Integrated unit is flowed, is configured to take out first packet and second data from the audio stream of the predetermined quantity Part or all of bag, and by using the payload portion for being inserted in first packet and second packet Point in the index information by described in first packet and second packet part or all be integrated into one Individual audio stream；With

Processing unit, is configured to handle one audio stream.

5. reception device according to claim 4, wherein, the processing unit to one audio stream perform decoding at Reason.

6. reception device according to claim 4, wherein, the processing unit is by one audio streams to outside Device.

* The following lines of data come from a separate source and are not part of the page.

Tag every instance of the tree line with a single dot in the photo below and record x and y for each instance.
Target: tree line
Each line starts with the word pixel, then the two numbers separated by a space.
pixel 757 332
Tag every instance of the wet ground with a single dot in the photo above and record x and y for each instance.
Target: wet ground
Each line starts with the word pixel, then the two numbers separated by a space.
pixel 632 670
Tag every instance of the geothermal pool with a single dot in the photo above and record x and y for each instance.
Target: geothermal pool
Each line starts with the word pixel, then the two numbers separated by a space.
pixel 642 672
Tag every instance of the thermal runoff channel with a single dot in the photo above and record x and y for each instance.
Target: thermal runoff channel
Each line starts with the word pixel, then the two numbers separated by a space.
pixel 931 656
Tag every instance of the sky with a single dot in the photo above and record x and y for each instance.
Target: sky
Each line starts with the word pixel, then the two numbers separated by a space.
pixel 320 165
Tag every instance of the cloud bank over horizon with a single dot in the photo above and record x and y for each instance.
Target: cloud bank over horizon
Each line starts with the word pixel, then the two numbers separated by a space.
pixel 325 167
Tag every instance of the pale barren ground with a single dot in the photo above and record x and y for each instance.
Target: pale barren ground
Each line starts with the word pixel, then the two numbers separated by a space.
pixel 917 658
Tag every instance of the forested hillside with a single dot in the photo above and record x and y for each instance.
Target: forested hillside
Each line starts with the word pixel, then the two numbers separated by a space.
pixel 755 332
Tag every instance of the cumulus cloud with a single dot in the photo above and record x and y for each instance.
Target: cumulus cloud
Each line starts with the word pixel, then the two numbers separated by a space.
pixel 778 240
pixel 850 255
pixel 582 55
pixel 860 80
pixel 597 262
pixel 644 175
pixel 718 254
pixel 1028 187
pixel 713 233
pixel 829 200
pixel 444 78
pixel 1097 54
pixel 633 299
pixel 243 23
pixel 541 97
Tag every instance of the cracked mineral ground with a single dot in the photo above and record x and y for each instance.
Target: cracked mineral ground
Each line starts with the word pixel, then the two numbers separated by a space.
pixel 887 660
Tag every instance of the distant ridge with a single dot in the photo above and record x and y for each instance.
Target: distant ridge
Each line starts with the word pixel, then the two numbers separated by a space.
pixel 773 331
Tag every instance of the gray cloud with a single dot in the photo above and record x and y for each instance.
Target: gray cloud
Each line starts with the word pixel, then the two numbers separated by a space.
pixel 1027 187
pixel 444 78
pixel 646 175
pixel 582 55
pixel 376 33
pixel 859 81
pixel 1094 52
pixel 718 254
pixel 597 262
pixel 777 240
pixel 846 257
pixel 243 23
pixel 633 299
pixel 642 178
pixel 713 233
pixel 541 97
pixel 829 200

7. a kind of method of reseptance, including：

Wherein, the audio stream is made up of audio frame, and the audio frame includes the first packet and the second packet, described first Packet includes the coded data as payload information, and second packet includes the configuration as payload information Information, the configuration information represents the configuration of the payload information of first packet, and public index information is inserted In the payload for entering associated first packet and second packet；

Adfluxion is into step, for taking out first packet and second packet from the audio stream of the predetermined quantity Part or all, and by using the payload portions for being inserted in first packet and second packet In the index information by described in first packet and second packet part or all be integrated into one Audio stream；With

Process step, for handling one audio stream.